Politici, non mentite

Il caso del sindaco che non mantiene le promesse

    di Adelaide Caravaglios

Manca poco alle urne, e le elezioni fanno sempre notizia: siamo bersagliati da programmi elettorali, proclami...: “Il partito farà… dirà…”. Insomma ci troviamo in piena campagna elettorale; e come in ogni ‘battaglia’ che si rispetti, anche in questa non mancheranno repliche dai toni accesi, obiezioni a tinte forti senza esclusione di colpi.

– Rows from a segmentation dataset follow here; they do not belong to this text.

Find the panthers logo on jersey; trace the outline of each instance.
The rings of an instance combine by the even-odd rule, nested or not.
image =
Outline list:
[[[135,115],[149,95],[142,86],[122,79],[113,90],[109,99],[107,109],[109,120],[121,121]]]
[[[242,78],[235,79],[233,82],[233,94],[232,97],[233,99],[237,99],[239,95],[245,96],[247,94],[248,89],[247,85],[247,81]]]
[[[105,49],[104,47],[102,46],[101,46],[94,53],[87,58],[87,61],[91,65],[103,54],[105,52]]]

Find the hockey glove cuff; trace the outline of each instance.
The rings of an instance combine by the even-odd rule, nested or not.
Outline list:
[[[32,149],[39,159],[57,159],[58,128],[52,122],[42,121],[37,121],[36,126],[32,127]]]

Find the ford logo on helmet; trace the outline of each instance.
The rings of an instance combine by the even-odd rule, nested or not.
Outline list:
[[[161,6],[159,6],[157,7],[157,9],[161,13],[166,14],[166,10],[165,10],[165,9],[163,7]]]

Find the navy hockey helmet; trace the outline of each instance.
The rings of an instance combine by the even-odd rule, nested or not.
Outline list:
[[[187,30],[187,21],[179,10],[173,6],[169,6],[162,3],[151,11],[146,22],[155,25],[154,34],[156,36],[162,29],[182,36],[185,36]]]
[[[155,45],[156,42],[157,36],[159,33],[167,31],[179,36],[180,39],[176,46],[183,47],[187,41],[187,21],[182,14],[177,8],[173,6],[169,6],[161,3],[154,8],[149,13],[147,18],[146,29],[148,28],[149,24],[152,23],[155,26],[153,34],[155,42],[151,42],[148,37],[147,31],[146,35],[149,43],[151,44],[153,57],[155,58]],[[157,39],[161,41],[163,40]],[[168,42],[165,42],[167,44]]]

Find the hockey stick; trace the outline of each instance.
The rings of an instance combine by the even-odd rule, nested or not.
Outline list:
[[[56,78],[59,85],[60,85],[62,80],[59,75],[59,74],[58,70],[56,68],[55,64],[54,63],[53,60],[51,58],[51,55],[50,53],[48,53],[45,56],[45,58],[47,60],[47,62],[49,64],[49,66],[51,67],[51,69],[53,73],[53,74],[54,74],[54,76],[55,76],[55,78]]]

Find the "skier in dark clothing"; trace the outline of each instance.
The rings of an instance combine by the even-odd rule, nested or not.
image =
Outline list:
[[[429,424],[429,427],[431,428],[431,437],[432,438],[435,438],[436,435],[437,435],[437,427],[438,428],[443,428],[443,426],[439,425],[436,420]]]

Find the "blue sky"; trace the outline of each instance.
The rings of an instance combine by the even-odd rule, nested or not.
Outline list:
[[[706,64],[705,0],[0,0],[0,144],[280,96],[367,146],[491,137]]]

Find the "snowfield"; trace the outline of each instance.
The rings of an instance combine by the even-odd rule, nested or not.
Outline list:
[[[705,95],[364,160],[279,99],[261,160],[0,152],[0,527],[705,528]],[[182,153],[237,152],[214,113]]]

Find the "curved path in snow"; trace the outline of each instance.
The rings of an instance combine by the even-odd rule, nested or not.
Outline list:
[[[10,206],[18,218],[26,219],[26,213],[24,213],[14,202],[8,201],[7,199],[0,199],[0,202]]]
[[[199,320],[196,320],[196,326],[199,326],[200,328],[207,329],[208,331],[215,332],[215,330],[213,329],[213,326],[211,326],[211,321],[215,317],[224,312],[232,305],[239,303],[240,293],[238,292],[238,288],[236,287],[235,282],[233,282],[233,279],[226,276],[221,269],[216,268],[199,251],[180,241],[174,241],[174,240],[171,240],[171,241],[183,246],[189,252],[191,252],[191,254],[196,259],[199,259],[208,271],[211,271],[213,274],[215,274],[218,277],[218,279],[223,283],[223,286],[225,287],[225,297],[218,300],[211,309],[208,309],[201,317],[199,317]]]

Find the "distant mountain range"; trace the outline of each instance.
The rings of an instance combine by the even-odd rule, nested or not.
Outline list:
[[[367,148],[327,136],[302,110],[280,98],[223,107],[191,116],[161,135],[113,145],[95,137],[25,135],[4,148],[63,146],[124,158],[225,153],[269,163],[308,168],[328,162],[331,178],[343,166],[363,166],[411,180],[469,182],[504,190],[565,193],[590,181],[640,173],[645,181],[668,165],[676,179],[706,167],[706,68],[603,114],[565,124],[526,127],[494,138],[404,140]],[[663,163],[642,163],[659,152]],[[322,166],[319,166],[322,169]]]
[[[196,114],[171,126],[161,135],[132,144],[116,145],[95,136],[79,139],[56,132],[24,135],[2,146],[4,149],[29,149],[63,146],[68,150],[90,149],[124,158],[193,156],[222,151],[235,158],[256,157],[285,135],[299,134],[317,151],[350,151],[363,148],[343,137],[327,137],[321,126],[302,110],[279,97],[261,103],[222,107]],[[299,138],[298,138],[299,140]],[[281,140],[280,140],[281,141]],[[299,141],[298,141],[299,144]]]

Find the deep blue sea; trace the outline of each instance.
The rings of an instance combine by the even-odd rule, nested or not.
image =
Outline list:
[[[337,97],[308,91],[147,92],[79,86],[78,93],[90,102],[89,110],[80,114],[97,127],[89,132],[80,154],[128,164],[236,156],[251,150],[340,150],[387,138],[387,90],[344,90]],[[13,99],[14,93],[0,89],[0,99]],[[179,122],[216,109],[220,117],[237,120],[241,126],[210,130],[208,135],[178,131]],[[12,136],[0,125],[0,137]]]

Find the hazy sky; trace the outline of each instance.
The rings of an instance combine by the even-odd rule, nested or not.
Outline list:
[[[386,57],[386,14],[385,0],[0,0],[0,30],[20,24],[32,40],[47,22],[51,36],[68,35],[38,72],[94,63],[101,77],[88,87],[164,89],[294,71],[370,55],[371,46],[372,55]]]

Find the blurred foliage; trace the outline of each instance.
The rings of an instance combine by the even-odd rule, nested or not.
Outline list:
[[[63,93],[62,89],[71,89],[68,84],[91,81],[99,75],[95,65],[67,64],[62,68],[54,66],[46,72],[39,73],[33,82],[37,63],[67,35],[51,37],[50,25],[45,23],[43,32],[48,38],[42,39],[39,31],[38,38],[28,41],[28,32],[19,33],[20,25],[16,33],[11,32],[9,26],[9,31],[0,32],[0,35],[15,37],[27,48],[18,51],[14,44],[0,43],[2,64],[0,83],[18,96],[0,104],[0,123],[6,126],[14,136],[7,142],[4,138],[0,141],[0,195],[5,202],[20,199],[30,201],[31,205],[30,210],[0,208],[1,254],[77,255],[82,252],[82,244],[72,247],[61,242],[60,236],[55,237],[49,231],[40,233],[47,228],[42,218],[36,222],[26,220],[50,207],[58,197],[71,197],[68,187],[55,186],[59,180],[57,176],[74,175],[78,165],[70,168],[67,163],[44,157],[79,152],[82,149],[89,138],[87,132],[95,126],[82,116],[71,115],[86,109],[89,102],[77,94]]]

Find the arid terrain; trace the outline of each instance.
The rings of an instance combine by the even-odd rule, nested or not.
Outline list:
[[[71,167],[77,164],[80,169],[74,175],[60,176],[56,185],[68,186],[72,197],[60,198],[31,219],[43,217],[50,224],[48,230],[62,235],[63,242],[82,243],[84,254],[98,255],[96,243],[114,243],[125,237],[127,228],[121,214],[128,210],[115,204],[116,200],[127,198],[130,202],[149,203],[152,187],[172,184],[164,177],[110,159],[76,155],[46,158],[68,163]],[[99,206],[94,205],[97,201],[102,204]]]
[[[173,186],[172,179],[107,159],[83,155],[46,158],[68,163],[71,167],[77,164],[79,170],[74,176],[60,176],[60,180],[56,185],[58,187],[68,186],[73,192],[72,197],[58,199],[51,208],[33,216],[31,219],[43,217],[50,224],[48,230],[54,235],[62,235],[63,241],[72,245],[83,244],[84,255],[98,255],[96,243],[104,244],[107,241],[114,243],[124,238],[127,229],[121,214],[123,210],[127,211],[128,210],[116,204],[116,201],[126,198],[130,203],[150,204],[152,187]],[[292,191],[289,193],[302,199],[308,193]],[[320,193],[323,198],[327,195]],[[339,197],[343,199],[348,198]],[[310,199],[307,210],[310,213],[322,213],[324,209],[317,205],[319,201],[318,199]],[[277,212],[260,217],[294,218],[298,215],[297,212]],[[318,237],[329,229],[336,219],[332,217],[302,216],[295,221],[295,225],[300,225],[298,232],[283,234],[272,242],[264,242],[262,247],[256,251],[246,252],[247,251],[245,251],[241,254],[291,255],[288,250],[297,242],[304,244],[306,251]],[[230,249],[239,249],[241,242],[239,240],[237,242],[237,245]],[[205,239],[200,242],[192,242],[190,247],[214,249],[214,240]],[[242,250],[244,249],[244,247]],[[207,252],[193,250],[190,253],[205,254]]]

Capita spesso, però, che alla fine della festa, una volta eletti, alcuni dei nostri beniamini dimentichino per la strada le promesse fatte: è accaduto, per esempio, al sindaco di un Comune della Sicilia, che, assieme alla giunta, tradendo le promesse elettorali, aveva deliberato per l’erogazione dell’indennità di funzione nonostante in campagna elettorale avesse dichiarato di volervi rinunciare. A fronte di questo, alcuni componenti dell’opposizione avevano tappezzato le vie del piccolo Comune siculo con manifesti recanti espressioni del tipo: “Falso! Bugiardo! Ipocrita! Malvagio!”.

Il primo cittadino, sentendosi leso nel proprio onore, decide di ricorrere in giudizio, ma i giudici della III sezione penale della Cassazione gli “danno il due di picche” rigettando il ricorso e condannandolo anche al pagamento delle spese processuali, sul presupposto che sebbene offensive, le espressioni utilizzate dagli imputati presentavano una stretta attinenza alla vicende politiche: gli epiteti “falso, bugiardo, ipocrita” – spiegano sul punto nella sentenza 317 del 2018 – dovevano ricollegarsi “al mancato adempimento delle promesse elettorali, nonché all’avere omesso di dichiarare pubblicamente il proprio ripensamento sul tema dell’indennità di funzione”.

In altre parole, era chiaro che l’attacco al primo cittadino riguardava specificamente le scelte politiche ed amministrative sue e della sua maggioranza, non si trattava di un “trasmodato” attacco alla dignità morale e intellettuale della persona offesa. Come a dire: “Ogni promessa è debito!”.